When it comes to machine translation research, few names are as prominent or respected as Philipp Koehn. With over 100 publications to his name, Koehn is an iconic leader in the field, renowned for his groundbreaking research and innovative contributions to the development of machine translation systems. Currently a professor of computer science at Johns Hopkins University and the University of Edinburgh, Koehn continues to push the boundaries of machine translation through his work with the Centre for Language and Speech Processing and the Statistical Machine Translation Group. But Koehn’s influence extends far beyond academia; as the Chief Scientist at Omniscien Technologies, he’s also at the forefront of the commercial deployment of machine translation systems. Under Koehn’s leadership, the open-source Moses system has become the gold standard for machine translation research and deployment. In this post, we’ll explore Koehn’s contributions to the field of machine translation, and look at some of the exciting research projects he’s led over the years. We’ll also delve into the latest trends and innovations in machine translation technology, and what the future holds for this rapidly evolving field.

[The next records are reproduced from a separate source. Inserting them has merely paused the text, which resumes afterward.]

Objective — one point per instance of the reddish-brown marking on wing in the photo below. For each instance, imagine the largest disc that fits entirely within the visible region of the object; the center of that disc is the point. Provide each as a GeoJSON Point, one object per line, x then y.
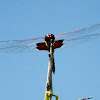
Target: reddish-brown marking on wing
{"type": "Point", "coordinates": [42, 46]}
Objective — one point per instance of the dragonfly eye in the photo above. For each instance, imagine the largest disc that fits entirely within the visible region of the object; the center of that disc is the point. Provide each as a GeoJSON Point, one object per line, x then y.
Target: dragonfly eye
{"type": "Point", "coordinates": [48, 37]}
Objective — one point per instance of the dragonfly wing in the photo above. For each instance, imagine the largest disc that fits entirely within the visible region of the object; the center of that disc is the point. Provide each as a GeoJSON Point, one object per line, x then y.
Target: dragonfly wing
{"type": "Point", "coordinates": [81, 32]}
{"type": "Point", "coordinates": [19, 46]}
{"type": "Point", "coordinates": [79, 40]}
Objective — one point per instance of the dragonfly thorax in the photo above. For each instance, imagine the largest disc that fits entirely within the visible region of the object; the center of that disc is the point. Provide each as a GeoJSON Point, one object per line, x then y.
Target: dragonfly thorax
{"type": "Point", "coordinates": [49, 38]}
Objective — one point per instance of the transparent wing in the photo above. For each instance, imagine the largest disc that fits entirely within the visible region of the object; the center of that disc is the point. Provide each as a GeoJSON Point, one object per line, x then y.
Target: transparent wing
{"type": "Point", "coordinates": [81, 32]}
{"type": "Point", "coordinates": [19, 46]}
{"type": "Point", "coordinates": [79, 40]}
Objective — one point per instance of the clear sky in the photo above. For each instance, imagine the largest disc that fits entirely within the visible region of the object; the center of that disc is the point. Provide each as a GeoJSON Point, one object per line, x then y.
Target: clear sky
{"type": "Point", "coordinates": [23, 75]}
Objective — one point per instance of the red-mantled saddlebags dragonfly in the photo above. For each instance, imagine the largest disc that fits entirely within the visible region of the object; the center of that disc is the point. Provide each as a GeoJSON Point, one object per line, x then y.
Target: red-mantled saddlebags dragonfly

Philipp, please explain machine translation in simple terms…
To understand documents in different languages you need to have a translation. That’s a process that humans have been doing forever, and it’s always been one of the Holy Grails of natural language processing. Over the last twenty to thirty years machine translation has gone from the point of being really poor, to really quite useful.
Why have you dedicated your life to studying machine translation?
When I started studying computer science in the early nineties, I realised relatively quickly that it’s bad
to work on machine learning for machine learning’s sake, without having a problem. At that time, text processing was a really good practical problem because you have the data and you can actually do machine learning, and it’s a somewhat feasible task where there is at least some idea about what the correct input and the correct output should be.
Approaches to machine translation tend to centre around the two concepts of adequacy and fluency. Can you talk us through that?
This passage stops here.